Habertürk
    Takipde Kalın!
      Günlük gelişmeleri takip edebilmek için habertürk uygulamasını indirin
        Haberler Yaşam HT Cumartesi İstanbul sokaklarının özgür çocukları

        Ekin TÜRKANTOS / GAZETE HABERTÜRK

        Sokak sanatı dünyada büyük ilgi görüyor. Önemli meselesi olanlar, çizimine, söylemine güvenenler sokakta işler üretiyor. Kimi zaman kaçak olarak çalıştıkları için hayatları bazen zor olabiliyor. Bazıları adını gizliyor, bazılarıysa yüzünü bile göstermiyor. Buna rağmen bu alanda ün kazanan, yurtdışına davet edilen ve galerilerle anlaşma yapanlar da var. Şu aralar büyük ilgi gören Banksy sergisinden hareketle Türkiye’deki Banksy’lerle konuştuk

        Tunç Dindaş: Grafitinin ruhunda vandallık var

        ■ Şu aralar Banksy çılgınlığı sürüyor, sergisi İstanbul’da. Banksy’nin bir pazarlama taktiği olduğunu düşünenlerden misin?

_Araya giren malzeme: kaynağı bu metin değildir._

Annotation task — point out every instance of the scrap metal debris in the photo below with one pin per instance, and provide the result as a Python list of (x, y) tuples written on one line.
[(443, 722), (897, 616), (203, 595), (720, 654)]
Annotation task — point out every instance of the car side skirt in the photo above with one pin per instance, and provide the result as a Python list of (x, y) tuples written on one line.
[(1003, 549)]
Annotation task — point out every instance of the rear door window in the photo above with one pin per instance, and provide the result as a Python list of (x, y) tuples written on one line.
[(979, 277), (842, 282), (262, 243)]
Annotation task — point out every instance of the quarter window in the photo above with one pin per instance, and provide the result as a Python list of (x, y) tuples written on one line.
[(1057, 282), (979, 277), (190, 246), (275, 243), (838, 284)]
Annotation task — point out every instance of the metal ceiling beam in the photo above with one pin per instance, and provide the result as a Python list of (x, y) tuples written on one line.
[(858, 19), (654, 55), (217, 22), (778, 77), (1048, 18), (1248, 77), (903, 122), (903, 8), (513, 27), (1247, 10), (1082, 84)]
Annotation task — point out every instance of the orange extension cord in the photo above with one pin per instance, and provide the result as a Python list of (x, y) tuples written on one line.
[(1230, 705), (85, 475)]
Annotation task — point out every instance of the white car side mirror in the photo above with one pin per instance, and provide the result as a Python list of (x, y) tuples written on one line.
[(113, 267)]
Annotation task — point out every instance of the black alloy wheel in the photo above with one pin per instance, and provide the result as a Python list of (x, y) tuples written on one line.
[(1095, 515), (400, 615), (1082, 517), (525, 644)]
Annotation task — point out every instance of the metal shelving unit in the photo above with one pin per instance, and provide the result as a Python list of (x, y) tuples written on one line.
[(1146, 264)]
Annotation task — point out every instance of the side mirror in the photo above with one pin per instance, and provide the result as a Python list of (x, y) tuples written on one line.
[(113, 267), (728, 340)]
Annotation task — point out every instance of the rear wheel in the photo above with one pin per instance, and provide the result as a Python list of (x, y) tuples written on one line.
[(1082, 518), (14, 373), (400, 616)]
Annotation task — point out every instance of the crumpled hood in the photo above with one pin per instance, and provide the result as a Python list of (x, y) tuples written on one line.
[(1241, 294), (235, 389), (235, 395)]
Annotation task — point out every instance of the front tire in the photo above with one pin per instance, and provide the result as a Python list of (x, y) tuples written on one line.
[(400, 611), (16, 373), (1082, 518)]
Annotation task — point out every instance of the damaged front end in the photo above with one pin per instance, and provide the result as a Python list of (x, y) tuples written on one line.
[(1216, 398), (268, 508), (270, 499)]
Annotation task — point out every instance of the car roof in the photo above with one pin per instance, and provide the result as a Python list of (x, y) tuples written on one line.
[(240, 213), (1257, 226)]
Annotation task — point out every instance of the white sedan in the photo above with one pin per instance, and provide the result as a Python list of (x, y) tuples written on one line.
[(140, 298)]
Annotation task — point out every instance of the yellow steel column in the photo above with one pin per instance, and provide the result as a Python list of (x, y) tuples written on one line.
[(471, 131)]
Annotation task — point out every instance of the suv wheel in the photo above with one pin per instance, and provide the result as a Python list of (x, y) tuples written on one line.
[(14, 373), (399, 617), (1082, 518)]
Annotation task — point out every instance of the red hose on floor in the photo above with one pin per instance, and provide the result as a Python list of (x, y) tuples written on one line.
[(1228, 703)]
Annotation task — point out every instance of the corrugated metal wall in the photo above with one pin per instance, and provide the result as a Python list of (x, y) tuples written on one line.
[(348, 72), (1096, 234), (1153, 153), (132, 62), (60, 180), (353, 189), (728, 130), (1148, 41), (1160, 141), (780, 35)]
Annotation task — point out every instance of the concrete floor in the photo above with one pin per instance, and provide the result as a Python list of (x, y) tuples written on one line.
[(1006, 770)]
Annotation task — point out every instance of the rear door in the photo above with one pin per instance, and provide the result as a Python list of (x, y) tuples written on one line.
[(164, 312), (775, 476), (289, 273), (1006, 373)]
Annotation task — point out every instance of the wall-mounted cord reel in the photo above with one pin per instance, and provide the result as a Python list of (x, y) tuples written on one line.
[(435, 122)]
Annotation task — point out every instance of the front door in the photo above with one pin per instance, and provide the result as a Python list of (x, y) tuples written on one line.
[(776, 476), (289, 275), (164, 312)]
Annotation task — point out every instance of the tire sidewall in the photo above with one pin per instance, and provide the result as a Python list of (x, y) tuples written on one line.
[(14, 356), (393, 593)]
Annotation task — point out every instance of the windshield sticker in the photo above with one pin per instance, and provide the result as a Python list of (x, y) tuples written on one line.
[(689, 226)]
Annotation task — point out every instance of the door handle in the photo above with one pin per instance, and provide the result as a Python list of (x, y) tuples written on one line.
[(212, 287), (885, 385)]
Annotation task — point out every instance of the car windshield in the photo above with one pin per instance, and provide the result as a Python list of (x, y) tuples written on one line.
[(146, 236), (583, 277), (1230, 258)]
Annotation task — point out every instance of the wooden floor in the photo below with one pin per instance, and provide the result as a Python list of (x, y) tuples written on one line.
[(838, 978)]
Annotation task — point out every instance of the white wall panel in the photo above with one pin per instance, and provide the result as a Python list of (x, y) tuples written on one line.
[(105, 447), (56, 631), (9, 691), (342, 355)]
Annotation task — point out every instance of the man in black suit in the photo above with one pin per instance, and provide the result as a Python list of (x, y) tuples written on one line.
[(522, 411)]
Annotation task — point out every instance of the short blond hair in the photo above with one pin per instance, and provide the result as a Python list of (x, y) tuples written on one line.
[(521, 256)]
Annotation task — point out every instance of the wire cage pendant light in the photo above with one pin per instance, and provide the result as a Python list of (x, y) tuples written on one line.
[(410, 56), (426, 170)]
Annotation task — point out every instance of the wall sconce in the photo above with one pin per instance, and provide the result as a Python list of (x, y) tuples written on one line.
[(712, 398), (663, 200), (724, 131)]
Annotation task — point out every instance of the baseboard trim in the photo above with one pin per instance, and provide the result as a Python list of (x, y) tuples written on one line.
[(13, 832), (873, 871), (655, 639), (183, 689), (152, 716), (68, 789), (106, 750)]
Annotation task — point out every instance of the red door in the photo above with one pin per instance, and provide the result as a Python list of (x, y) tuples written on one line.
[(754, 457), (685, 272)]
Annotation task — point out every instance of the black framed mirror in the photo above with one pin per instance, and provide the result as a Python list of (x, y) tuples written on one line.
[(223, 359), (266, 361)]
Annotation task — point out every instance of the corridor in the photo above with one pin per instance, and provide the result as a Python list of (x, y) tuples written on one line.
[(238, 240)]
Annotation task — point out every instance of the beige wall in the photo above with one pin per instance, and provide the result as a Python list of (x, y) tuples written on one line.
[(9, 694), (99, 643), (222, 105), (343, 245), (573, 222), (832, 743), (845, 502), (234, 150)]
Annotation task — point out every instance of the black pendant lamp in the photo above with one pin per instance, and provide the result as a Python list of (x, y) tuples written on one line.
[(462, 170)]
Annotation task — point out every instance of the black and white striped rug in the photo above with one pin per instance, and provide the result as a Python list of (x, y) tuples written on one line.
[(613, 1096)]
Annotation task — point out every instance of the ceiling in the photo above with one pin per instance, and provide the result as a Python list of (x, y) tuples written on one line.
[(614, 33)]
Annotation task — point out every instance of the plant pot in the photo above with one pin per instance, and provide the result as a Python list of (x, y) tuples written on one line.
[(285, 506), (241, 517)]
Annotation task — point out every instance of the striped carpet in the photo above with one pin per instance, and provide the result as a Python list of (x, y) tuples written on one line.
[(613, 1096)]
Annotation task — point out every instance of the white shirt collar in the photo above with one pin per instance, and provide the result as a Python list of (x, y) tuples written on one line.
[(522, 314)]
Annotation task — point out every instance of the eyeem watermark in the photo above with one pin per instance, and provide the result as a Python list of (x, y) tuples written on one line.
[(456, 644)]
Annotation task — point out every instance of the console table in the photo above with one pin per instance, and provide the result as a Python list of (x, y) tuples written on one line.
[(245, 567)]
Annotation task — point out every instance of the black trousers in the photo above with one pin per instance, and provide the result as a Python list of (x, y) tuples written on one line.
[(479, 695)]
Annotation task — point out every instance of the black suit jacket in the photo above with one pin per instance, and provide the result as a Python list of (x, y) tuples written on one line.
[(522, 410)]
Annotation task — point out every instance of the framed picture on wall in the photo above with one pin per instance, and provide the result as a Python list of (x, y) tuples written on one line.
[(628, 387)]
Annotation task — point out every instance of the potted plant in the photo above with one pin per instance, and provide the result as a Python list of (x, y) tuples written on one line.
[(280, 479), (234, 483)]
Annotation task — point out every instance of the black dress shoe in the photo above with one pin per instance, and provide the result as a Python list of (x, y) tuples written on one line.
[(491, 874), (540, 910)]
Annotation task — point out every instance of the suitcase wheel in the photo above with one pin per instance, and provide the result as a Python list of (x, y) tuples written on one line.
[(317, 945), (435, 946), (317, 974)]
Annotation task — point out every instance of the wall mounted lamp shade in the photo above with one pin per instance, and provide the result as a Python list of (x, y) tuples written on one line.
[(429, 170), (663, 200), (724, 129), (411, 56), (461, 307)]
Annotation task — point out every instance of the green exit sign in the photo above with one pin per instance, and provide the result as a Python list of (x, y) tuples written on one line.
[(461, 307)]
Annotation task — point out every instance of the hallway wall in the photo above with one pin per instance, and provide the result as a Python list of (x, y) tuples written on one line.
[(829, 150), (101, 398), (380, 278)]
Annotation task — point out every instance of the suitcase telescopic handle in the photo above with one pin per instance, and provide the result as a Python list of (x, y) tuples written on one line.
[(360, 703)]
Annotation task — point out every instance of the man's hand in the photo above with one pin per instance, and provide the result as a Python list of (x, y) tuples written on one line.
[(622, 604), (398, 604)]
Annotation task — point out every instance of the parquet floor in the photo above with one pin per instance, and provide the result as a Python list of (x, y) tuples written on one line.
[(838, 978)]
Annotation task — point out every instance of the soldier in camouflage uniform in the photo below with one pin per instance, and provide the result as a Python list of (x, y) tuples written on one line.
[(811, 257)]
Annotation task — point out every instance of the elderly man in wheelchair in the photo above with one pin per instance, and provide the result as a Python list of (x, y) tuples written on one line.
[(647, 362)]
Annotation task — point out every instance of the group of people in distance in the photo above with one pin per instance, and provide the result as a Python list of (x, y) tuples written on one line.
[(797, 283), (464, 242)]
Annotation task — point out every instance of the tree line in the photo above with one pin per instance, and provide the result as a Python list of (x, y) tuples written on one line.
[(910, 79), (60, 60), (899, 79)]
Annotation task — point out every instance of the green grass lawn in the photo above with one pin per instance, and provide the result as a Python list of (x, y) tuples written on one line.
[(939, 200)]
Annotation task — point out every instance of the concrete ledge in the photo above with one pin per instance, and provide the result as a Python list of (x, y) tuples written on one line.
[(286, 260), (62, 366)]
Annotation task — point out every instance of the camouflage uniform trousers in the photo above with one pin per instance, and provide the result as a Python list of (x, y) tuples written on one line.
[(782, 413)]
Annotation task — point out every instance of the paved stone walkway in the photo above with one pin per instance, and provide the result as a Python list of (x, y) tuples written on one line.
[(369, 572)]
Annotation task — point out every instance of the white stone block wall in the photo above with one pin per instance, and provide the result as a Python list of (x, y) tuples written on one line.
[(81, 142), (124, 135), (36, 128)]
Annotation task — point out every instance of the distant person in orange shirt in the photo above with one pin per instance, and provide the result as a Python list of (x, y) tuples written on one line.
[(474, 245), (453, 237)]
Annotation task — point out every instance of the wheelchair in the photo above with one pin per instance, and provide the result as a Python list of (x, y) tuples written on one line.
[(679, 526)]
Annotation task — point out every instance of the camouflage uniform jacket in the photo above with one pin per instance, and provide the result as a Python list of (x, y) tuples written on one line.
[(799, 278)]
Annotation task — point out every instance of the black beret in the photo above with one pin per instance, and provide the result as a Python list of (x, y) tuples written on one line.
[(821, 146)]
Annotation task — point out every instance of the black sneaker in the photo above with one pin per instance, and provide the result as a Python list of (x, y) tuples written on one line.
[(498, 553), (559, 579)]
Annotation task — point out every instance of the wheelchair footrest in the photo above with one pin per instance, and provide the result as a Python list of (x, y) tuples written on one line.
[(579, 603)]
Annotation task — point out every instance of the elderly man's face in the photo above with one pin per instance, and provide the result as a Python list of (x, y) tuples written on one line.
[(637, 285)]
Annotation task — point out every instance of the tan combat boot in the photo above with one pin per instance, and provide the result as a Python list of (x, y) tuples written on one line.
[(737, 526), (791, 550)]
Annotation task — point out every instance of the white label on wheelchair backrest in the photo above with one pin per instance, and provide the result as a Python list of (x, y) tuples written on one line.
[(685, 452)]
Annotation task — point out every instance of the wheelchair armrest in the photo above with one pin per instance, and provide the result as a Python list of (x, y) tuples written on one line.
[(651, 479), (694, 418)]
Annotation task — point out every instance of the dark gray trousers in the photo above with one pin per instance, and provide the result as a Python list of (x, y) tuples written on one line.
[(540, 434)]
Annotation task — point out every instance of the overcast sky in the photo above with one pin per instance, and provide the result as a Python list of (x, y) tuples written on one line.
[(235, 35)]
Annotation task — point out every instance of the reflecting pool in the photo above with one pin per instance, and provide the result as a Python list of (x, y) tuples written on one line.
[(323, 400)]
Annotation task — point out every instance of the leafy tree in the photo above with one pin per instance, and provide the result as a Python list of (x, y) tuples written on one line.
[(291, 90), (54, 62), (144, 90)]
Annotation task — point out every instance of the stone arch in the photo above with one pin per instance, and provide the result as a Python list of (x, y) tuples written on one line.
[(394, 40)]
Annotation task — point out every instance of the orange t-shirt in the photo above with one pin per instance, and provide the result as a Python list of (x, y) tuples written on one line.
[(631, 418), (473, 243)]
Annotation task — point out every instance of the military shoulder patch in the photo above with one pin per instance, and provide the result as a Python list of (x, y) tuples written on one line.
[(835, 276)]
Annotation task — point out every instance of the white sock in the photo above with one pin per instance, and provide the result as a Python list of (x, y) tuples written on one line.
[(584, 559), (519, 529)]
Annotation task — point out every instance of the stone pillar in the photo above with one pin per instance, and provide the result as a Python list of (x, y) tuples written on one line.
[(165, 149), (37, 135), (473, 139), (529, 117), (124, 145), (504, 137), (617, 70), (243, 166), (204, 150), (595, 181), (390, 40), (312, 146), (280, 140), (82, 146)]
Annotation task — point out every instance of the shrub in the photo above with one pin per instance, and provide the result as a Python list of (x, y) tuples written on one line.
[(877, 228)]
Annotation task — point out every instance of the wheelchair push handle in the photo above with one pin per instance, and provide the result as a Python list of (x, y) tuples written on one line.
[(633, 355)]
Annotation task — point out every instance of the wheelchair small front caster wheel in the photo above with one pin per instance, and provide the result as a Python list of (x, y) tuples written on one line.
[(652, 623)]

        Onun gibi yabancı sokak sanatçılarına ilgi büyük. Peki Türkler kendi sokak sanatçılarını yeterince tanıyor mu? Dünya genelinde Banksy oldukça popüler. “İstanbul’daki sergiden haberi yokmuş” diye okudum. Sergiyi açan kişi eskiden Banksy’nin yardımcısıymış. Sergiyi elinde bulunan bazı işler ve koleksiyonerlerden topladığı eserlerle açtığını söylemiş. Serginin giriş ücretini de pahalı buldular. 85’ten beri sokaklardayım. Türkiye’de ve yurtdışında birçok projede yer aldım. İnsanımız yabancılara ezelden beri daha çok ilgi gösterir, garipsemiyorum.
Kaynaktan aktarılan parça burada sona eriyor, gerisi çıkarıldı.